Earlier this year, Avril Lavigne released her first album in more than five years called Head Above Water. The very first song signaled a change in tone for the 34 year old. Instead of focusing on “Sk8er Bois” and “Complicated” relationships, she addressed God in her fight against Lyme disease. But, according to some Christians, that didn’t redeem her favorite song in the album: “I Fell in Love with the Devil.”
It’s “my Favorite because I wrote it by myself and produced it” with a co-producer, she tweeted in December. “I’m SUPER proud of it.”
But some of her fans weren’t. Media headlines from outlets like Fox News reported, “Avril Lavigne angers Christian fans with new song about the devil,” on July 8.
“Turns out Christian audiences aren’t too keen on Lavigne’s new single,” wrote Hannah Sparks for the New York Post. But, she added, the “lyrics suggest the song is actually about the effects of a toxic relationship, rather than a love letter to Satan.”
Sparks’ intuition was right. For evidence, Christian Post reporter Jeannie Law pointed to an interview during which a German newspaper asked Lavigne who was the devil she loved.
Lavigne laughed that she would “never betray!” the person, before revealing a darker side to the story.
“It was fierce and I was really scared. I was still weakened and already so vulnerable and fearful and insecure at the time. Then he came,” she admitted. “That was what they call a ‘toxic relationship,’ and the only good thing is that it did not take long … And as so often with me, a song evolved from the experience.”
And while that song was about falling for a devil, it was also about a reach for God in the darkness.
In the chorus, Lavigne warns, “I fell in love with the devil” and admits she’s “underneath his spell.” But, at the same time, she pleads “Someone send me an angel” and “save me from this hell” because “It’s killing me.”
She later sings that “angels and devils always fight over me” before asking “Take me to heaven, wake me up from this dream.”
In a second piece of evidence, Law also noticed that, when Lavigne held a contest for the song’s promotional artwork, several fans suggested satanic symbols. But the singer rejected them and opted for a red background with a forest design, while wearing a red gown and black cross on her forehead.
In another photo advertising the song, Lavigne again donned Christian – not satanic – symbolism.
A July 6 Instagram post showed the singer draped in a black attire while clasping a crucifix to her chest. In the caption to her seven million followers, she wrote the song’s title, “#IFellinLoveWithTheDevil.”
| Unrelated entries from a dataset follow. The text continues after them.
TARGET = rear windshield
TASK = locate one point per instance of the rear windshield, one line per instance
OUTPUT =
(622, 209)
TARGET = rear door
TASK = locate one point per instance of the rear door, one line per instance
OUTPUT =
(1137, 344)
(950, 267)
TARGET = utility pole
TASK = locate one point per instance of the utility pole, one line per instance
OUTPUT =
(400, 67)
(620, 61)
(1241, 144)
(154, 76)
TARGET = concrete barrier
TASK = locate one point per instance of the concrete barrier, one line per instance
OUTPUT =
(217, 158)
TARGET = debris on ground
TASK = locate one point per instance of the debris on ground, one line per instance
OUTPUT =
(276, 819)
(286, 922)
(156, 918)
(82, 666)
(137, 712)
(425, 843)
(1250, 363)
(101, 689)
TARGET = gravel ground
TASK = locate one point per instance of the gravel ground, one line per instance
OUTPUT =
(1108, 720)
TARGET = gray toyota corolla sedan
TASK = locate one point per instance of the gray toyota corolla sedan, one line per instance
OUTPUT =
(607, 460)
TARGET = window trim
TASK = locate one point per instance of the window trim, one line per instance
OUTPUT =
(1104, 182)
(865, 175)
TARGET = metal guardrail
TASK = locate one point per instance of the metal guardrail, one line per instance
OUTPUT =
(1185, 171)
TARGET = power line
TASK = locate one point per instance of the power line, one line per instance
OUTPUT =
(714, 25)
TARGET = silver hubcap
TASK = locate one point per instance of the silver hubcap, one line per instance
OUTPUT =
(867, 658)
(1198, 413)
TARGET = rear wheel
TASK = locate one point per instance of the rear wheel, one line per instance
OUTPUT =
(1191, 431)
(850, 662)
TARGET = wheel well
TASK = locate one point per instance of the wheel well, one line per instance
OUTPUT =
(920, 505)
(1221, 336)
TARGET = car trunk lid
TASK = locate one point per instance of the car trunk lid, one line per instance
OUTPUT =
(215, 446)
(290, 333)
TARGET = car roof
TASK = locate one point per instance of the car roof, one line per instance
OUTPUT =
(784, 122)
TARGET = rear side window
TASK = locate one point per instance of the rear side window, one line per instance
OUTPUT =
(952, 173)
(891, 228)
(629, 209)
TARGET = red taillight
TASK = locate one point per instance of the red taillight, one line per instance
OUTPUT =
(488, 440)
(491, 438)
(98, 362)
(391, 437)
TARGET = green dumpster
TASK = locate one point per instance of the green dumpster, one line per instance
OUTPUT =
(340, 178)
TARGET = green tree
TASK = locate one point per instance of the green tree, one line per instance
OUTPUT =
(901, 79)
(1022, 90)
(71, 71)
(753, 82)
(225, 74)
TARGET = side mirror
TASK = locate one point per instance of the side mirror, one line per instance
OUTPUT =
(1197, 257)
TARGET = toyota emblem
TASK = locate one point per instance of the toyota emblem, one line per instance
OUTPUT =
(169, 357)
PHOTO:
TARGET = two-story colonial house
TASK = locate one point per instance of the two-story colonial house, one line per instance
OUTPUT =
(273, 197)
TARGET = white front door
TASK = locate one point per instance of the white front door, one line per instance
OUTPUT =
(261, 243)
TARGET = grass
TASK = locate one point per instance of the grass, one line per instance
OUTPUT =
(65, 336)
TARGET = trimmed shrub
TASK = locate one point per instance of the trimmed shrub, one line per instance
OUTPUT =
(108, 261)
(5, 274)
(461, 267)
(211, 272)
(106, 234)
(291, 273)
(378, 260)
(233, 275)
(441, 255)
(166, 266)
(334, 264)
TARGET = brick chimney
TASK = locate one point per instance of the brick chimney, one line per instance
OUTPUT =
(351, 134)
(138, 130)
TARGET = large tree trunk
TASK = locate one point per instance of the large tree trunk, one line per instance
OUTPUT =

This album isn’t Lavigne’s first encounter with religion. As CatholicVote has previously reported, singing to God is something Lavigne actually grew up doing. When Billboard announced Lavigne’s new album in 2017, the outlet cited Lavigne as saying she was “going back to my roots a little bit… I got my start in church and at country fairs when I was a young child, and I think those earlier influences are definitely coming out now.”
Back in 2011, media reported Lavigne saying her inspiration to be a singer was something she picked up at church.
“My mom said when I was two I came back from church singing ‘Jesus Loves Me’ and she said that she knew I was going to be a singer then, she called me her little songbird,” Lavigne revealed. And, according to Beliefnet, Lavigne performed her “first solo in church” just eight years later at the age of 10.
As imperfect humans, every Christian falls for “devils” of his or her own. The question is how we respond – whether that’s by giving in, or by standing back up in a reach for God.